Radioactive safety is assessed by determining whether the dose rate has exceeded 50 mSv for 30 days within the controlled area boundary (Fig. 6).
3.Result and discussion
The calculated cask surface dose rate for a single concrete cask at the air inflow entrance was 0.493 mSv·h-1, the largest value among all the parts. The side of the cask is divided into upper, middle, lower (Fig. 2, Points 4, 3, 2). The calculated dose rate for each point was 0.0777, 0.0529, and 0.0662 mSv·h-1, respectively. However, the dose rate from the top and bottom parts of the storage cask is largely influenced by radiated gamma rays coming from structural materials of the top and bottom of the fuel assembly. Gamma rays occurring from the active fuel region contribute 80% to the dose rate of the middle part of the cask (Fig. 7). The dose rate from the top cover of the concrete cask at the middle and the absence of the concrete part was respectively 0.0377 mSv·h-1 and 0.0384 mSv·h-1 (Table 5).
When evaluating the concrete cask in a 2×10 arranged condition, the distance between each cask was assumed as 1.2 m. Considering the case analysis of a foreign spent fuel storage facility and the facility operation aspects, a distance between the casks of 1.2 m was applied [6].
To consider the sky-shine effect, the air boundary was taken into consideration. Twenty casks were arranged and the dose rate was calculated from the middle of the casks to the controlled area boundary. Evaluation results show that the appropriate distance to the annual dose rate of 0.25 mSv for ordinary citizens is approximately 230 m. Fig. 8 shows the dose rate by the controlled area boundary distance under the single or arranged casks conditions.
For a 2×10 arrangement within storage facilities, rollover accidents are assumed to have occurred during the transfer of one additional storage cask, with the bottom of the cask facing the controlled area boundary. Dose rates were calculated for accidents occurring in the same location with the minimum separation distance of 100 m under 10CFR72 and 230 m, which was derived from shielding analysis. Dose rates of 12.81 and 1.28 mSv were calculated at 100 m and 230 m, respectively, from the outermost cask in the 2×10 arrangement, and the results are shown in Table 6.
Source specifications of a concrete cask for spent nuclear fuel must not surpass the limit of the predesigned standard fuel amount. The actual value of the annual radiation dose rate must be smaller than 0.25 mSv within 230 m of the controlled area boundary. The radiation dose result for design basis accidents was determined to be about 25.6% of the individual dose limit of 50 mSv at the control zone boundary.
4.Conclusion
The radiation shielding analysis results of a concrete cask comply with U.S. 10CFR72 and NUREG-1536 revealed that the radiation dose rate satisfies the dose rate limit in an arrangement of 2×10 casks and an accident condition. This study, for the first time in Korea, provides evaluation methodology and results for normal and design basis accidents in dry conditions of the spent fuel storage cask.
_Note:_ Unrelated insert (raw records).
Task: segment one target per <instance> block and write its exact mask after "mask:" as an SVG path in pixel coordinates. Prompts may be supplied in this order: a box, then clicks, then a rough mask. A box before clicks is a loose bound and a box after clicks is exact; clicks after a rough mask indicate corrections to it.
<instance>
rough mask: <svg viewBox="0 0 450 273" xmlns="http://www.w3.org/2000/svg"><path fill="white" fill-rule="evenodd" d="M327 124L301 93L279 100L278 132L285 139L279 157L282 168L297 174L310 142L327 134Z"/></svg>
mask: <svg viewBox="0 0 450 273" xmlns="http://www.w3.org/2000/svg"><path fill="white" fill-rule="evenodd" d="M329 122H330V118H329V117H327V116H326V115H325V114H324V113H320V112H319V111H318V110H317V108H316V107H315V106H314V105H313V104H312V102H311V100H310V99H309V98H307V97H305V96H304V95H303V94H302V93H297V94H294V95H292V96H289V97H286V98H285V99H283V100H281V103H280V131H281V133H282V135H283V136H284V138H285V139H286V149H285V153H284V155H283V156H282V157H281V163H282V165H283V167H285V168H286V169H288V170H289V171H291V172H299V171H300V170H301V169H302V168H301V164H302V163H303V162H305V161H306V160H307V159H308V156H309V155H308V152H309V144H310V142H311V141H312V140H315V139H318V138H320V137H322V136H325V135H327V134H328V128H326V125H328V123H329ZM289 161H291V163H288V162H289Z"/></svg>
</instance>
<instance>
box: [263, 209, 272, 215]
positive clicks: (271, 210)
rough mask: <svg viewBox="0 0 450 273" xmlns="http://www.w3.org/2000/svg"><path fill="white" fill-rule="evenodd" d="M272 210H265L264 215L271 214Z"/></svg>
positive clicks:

And, it will be helpful to assist in making a 'Safety Analysis Report' in accordance with the recently announced NSSC Notice No.2015-20. Korea does not yet have clear plans and information on dry storage of PWR nuclear fuel. Therefore, this study performed only a shielding analysis for limited conditions with information on nuclear fuel and casks. So it would be difficult to apply this result directly to the domestic situation (e.g., a dry storage facility construction plan) which has not yet been confirmed. As further shielding analysis of various dry storage conditions progresses, the analysis methodology can be validated. In particular, if more precise environmental conditions are presented in the 'Accident Evaluation' described in the cask's 'Safety Analysis Report', the shielding analysis method and the results of this study will be of value. Thus, in the future, the results of this study will be useful for the design and operation of on-site storage facilities or intermediate storage facilities based on a spent fuel management strategy.